Scikit LabelEncoder is showing some puzzling behavior in my Jupyter Notebook, as in:
from sklearn.preprocessing import LabelEncoder
le2 = LabelEncoder()
le2.fit(['zero', 'one'])
print (le2.inverse_transform([0, 0, 0, 1, 1, 1]))
prints ['one' 'one' 'one' 'zero' 'zero' 'zero']
.
This is odd, shouldn't it print ['zero' 'zero' 'zero' 'one' 'one' 'one']
? Then I tried
le3 = LabelEncoder()
le3.fit(['one', 'zero'])
print (le3.inverse_transform([0, 0, 0, 1, 1, 1]))
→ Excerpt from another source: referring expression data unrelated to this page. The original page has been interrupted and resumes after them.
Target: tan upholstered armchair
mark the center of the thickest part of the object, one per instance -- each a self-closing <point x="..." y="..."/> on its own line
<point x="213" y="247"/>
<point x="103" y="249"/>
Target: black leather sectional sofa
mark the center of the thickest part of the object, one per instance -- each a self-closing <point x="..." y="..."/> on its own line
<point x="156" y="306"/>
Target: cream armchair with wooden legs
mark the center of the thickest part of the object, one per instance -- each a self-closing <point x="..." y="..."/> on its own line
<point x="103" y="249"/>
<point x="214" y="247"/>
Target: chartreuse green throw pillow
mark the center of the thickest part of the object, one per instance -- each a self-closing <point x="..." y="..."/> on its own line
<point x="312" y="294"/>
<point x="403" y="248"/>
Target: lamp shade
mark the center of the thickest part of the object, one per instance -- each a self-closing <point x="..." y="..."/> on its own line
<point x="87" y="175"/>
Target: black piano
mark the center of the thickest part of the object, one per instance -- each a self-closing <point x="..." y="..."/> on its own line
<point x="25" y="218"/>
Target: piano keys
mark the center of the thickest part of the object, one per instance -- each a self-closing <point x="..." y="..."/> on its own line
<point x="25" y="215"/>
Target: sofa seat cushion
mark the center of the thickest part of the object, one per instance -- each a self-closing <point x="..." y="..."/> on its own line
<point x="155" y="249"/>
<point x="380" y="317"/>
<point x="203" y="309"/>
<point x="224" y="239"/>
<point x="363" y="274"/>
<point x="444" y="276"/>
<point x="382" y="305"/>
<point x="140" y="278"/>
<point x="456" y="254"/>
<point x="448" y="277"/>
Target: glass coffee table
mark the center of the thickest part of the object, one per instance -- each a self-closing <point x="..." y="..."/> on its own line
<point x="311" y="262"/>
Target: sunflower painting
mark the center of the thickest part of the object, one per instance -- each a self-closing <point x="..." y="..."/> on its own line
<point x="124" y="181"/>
which also prints ['one' 'one' 'one' 'zero' 'zero' 'zero']
. Perhaps there was an alphabetization thing happening? Next, I tried
le4 = LabelEncoder()
le4.fit(['nil', 'one'])
print (le4.inverse_transform([0, 0, 0, 1, 1, 1]))
which prints ['nil' 'nil' 'nil' 'one' 'one' 'one']
!
I've spent several hours on this. FWIW, the example in the documentation works as expected so I suspect there is a flaw in how I expect inverse_transform
to work. Part of my research included this and this.
In case it is relevant, I'm using iPython 7.7.0, numpy 1.17.3 and scikit-learn version 0.21.3.